Default format (used when format priority 1 and 2 do not apply):
- Format:
<type>(<scope>): <description>
scope is OPTIONAL — use when changes are scoped to a specific package, module, or area (e.g., mobile, api, auth, shared). Omit parentheses when no scope applies.
scope describes WHERE the change is, not WHY — it must NOT be used to group unrelated changes. Splitting is ALWAYS determined by type and purpose (step 3), never by scope. Same scope + different purposes/types = multiple commits.
- Allowed types:
feat, fix, refactor, docs, test, chore, perf, ci
- Description rules: start with lowercase letter, no trailing period, total line length (including type, scope, colon, and description) must not exceed 72 characters
- Focus on "why the change was made", avoid vague descriptions
5) Execute the commit:
- Single commit:
git add -A
- Commit using HEREDOC:
git commit -m "$(cat <<'EOF'
<commit message>
EOF
)"
- Multiple commits (NEVER use
git add -A — each commit must only stage its own files):
- ⚠️ First, run
git reset HEAD to unstage all currently staged files (soft reset — working tree changes are fully preserved). This ensures no pre-staged files leak into any group's commit.
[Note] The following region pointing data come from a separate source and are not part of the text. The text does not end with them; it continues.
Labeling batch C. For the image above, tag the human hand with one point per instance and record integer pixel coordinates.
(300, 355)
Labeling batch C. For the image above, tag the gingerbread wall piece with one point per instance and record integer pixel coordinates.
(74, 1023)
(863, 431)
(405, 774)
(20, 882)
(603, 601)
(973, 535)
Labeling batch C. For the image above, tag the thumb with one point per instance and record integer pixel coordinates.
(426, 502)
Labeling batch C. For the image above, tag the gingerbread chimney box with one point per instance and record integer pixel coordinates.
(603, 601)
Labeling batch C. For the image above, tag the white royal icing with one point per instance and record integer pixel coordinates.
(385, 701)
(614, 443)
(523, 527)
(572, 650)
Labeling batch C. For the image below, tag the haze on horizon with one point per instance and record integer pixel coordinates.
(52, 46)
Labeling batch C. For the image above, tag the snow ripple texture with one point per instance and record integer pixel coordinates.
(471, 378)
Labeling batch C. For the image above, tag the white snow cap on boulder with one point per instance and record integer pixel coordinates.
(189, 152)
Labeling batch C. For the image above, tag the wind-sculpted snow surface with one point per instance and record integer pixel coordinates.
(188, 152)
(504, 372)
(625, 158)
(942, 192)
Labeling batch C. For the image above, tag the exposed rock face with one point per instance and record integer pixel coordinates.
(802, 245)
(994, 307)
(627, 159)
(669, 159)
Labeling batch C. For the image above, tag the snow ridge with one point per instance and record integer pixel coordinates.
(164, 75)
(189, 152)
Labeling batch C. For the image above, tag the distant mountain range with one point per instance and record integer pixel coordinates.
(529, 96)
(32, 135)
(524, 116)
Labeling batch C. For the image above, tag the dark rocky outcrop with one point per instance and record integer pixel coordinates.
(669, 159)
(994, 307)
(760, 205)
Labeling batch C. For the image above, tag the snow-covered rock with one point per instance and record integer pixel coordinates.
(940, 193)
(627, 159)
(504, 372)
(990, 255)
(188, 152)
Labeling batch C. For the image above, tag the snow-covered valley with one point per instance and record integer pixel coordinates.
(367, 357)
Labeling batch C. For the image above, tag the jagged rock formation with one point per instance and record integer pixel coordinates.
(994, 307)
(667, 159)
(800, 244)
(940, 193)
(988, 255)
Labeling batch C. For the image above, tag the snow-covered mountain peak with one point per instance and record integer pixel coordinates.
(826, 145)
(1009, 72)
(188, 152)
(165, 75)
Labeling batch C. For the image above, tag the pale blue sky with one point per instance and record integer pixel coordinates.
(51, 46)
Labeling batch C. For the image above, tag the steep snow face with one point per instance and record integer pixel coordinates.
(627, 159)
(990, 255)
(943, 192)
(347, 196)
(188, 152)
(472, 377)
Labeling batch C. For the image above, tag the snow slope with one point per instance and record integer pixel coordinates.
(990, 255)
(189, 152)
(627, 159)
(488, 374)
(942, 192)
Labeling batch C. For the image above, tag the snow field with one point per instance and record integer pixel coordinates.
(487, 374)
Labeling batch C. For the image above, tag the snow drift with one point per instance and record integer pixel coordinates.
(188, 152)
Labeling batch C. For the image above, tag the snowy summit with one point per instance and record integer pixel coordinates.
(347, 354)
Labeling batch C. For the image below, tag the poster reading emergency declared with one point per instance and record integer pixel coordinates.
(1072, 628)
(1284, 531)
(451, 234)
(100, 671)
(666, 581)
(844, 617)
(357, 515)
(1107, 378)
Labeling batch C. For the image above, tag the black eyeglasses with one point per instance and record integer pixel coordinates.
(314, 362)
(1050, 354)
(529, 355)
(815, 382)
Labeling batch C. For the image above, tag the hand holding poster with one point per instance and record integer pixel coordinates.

- For each group, sequentially:
git add <specific files for this group> (list every file explicitly, do not use -A or .)
- Commit using HEREDOC:
git commit -m "$(cat <<'EOF'
<commit message>
EOF
)"
- Only combine groups if files have circular dependencies that make separate commits impossible (e.g., file A in group 1 imports a new export from file B in group 2 that doesn't exist yet). You must list the specific dependency chain to justify combining.
6) Output results:
- Display the actual commit message(s) used.
- If split into multiple commits, display each commit's message and included file list in order.
- Display the final
git status output (confirm whether the working tree is clean).
- If failed, provide the failure reason and actionable next-step commands.
Constraints:
- Do not modify git config.
- Do not use
--amend, --force, or --no-verify.
- Do not execute git push.
- Do not run CI or local checks (ruff, pytest, pnpm, etc.).
- Do not perform version bumps.
- Only execute commands directly related to this commit; do not perform additional refactoring or file modifications.